Les femmes exigent l'analyse et la prise en compte des rapports de sexe dans les politiques et les programmes qui sont considérés essentiels pour contrer leur pauvreté.
Même si elles ne connaissent pas toujours leurs noms, elles savent que les institutions financières internationales jouent un rôle de premier plan dans la répartition de la richesse et qu'elles en sont exclues par des pratiques discriminatoires. Elles exigent donc une représentation paritaire dans toutes les instances décisionnelles, nationales et internationales.
Les femmes revendiquent aussi la reconnaissance du droit d'association et de syndicalisation.
Les femmes condamnent les États où les dépenses militaires excèdent les budgets dévolus à la santé et à l'éducation et exigent que la transformation de l'industrie militaire s'inscrive dans le développement d'une économie fondée sur le développement durable et le respect des droits fondamentaux.
Elles demandent l'annulation ou la réduction de la dette extérieure des pays en voie de développement et l'application des moyens comme la formule du 20/20 entre pays donateurs et pays récepteurs de l'aide internationale. Ainsi, 20% de l'argent versé par le pays donateur doit être dédié au développement social et 20% des dépenses de l'État qui reçoit des dons doivent être consacrées aux programmes sociaux; Les pays riches doivent reconduire leur engagement à investir 0,7% de leur produit intérieur brut (PIB) dans l'aide aux pays en voie de développement.
Les femmes revendiquent enfin l'élimination des 37 paradis fiscaux car leur existence constitue une forme légalisée de vol au regard des besoins vitaux des peuples.
En somme, elles veulent une véritable répartition de la richesse entre les femmes et les hommes, le Nord et le Sud et entre les femmes elles-mêmes. Elles veulent un monde où des engagements seront pris pour instaurer un système économique mondial démocratique, plus transparent, plus imputable et plus juste.
Voici donc les revendications que nous portons :
2.1) Nous, les femmes du monde entier, marcherons pour l'inclusion d'articles supplémentaires reconnaissant ce que sont les besoins fondamentaux des humains dans la Déclaration universelle des droits de l'homme (sic) afin d'assurer des conditions de vie décentes à toutes et à tous.

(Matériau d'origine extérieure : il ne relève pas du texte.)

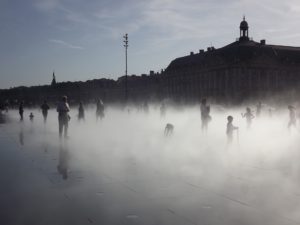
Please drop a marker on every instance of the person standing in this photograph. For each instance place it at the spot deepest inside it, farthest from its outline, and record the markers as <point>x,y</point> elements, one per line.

2.2) Nous, les femmes du monde entier, marcherons pour exiger que toutes les ratifications de conventions et d'accords internationaux soient subordonnées aux droits humains et fondamentaux, individuels et collectifs.
2.3) Nous, les femmes du monde entier, marcherons pour réclamer la création d'un conseil mondial pour la sécurité économique et financière dont le mandat serait de redéfinir les règles d'un nouveau système financier mondial.
2.4) Nous, les femmes du monde entier, marcherons pour obtenir la fin du secret bancaire et appuyer l'adoption de la formule Tobin, soit l'application d'une taxe de 0,5% sur les transactions de capitaux spéculatifs et que les revenus de cette taxe soient versés dans un fonds dédié au développement social auquel les femmes devront avoir un accès privilégié.
(formule proposée en 1983 par M. Tobin, Prix Nobel de l'économie)
2.5) Nous, les femmes du monde entier, marcherons pour exiger un financement adéquat des programmes des nations unies qui sont essentiels à la défense des droits fondamentaux des femmes et des enfants tels UNIFEM (Programme pour les femmes), le PNUD (Programme pour le Développement) et UNICEF (Programme pour les enfants).